Лейтенант Агарков повел автоматом в сторону и не достал. Видел живого немца, но не достал. И еще один…
— Справа гляди!
Услышал длинный, устрашающий свист. В одно мгновение небо перевернулось, стало падать на площадь, на развалины…
Земля разломилась. Железо, камни, телеграфные столбы, живое и неживое — ахнуло. В страшной безысходности, неотвратимости приподнялось, встало на дыбы. И рухнуло.
Опять загудело, разорвало…
Все пропало. Только боль в ушах. Только в дальнем уголке сознания шевельнулось живое: «Наши бьют».
Потом сделалось тихо.
Но никто, ни один человек еще не способен был понять…
Тусклые россыпи стреляных гильз, свежая кровь на штукатурке и немец возле самого пролома… Тихий, убитый. Лейтенант Агарков не помнил, когда упал этот немец. И сколько длился бой — не помнил.
Пустая площадь тихо дымится. Михаил смотрит… Ему чудится — дым струится от убитых. А справа и слева слышатся короткие автоматные строчки.

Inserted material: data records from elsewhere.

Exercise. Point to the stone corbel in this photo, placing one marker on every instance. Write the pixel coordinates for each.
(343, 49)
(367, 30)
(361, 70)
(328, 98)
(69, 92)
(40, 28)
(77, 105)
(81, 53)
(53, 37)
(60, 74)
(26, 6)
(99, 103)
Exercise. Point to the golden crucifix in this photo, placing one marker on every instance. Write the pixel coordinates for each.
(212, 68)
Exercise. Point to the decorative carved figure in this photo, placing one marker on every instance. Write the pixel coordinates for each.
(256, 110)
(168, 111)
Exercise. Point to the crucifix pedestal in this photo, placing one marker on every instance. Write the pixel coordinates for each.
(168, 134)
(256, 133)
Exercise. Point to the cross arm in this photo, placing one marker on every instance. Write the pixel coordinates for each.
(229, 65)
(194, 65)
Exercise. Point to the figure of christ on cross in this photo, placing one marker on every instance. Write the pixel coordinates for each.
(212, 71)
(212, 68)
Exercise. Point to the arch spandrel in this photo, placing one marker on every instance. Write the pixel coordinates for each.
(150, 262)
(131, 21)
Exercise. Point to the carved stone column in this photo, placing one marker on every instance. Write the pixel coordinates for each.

Подошел Семен Коблов, медленно, очень медленно, поднял руку под каску.
Михаил припомнил: видел эти руки. И лицо видел. Коблов держал в руках противотанковые гранаты. Но когда это было — сегодня, вчера?..
— Товарищ лейтенант, немецкие автоматчики просочились справа и слева…
Когда это было — сегодня, вчера?..
Увидел: из-под каски, по щеке, к подбородку сползает у Коблова кровица, тянет липкую стежку.
— Ранен?
Коблов не ответил.
— Возьми Шорина и Анисимова. В четвертый подъезд. Прикроете дом с тыла.
Рука у Коблова упала. Постоял недвижимо, молча. И, будто внутри у него что-то сломалось, стал медленно оседать.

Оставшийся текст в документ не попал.